Es gibt viel Spielraum nach oben. Die meisten Gewinne kommen im Jahr nach dem Halving. Das letzte Halving liegt jetzt sieben Monate zurück und der Bitcoin-Kurs macht genau das,  was er sollte. Also könnte es hier noch fünf weitere Monate mit ziemlich guten Aussichten geben.

Brian Kelly, Asset Manager

Viele Twitterer sehen CNBC-Prognosen skeptisch

Dieses Statement fand sogleich seine Resonanz in den sozialen Medien, allen voran natürlich Twitter. Der Hintergrund: Es gibt eine ganze Schar von privaten Bitcoin-Anlegern, die es sich zum Motto gemacht haben, genau das Gegenteil von dem zu machen, was die Experten von CNBC raten.

Der negative Tenor ist durchaus nicht ganz grundlos. In der Tat kam es in der Vergangenheit schon häufiger vor, dass auf CNBC Prognosen getroffen wurden, die sich nicht bewahrheiten sollten. So geschah es beispielsweise im März 2018, als der Bitcoin-Kurs die Marke von 10.000 US-Dollar unterschritten hatte. Dies sei nun der richtige Zeitpunkt zum Kauf, ließ der Sender verlauten. Doch siehe da: im April war 1 BTC dann teilweise nur noch weniger als 7.000 US-Dollar wert. 

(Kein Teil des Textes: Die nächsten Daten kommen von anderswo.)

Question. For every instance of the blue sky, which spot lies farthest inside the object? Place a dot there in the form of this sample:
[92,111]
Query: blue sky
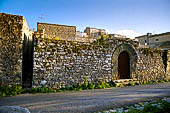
[116,16]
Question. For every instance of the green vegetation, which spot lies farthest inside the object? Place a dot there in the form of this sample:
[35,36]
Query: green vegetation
[41,89]
[160,106]
[86,85]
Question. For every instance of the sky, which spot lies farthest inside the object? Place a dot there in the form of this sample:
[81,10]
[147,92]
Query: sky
[127,17]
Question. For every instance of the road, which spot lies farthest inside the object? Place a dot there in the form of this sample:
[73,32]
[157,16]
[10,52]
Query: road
[87,101]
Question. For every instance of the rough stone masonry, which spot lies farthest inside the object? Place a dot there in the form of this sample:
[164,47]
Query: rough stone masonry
[63,62]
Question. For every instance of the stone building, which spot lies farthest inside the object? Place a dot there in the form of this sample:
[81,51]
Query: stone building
[81,34]
[65,63]
[62,32]
[95,32]
[14,33]
[161,41]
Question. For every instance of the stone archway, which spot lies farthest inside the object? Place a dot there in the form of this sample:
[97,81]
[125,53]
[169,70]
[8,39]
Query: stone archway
[124,65]
[129,53]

„Wenn diese beiden [gemeint sind CNBC und Brian Kelly] uns raten zu kaufen, sollten wir stattdessen verkaufen“, schreibt ein Krypto-Twitterati. Ein anderer User hört gar schon die „Totenglocke“ von Bitcoin läuten und geht nach den Kaufsignalen von drastischen Verlusten aus, die bis hinunter auf 3.000 US-Dollar gehen werden. Derzeit notiert der Bitcoin-Kurs bei 16.121 US-Dollar und damit auf dem höchsten Stand seit drei Jahren.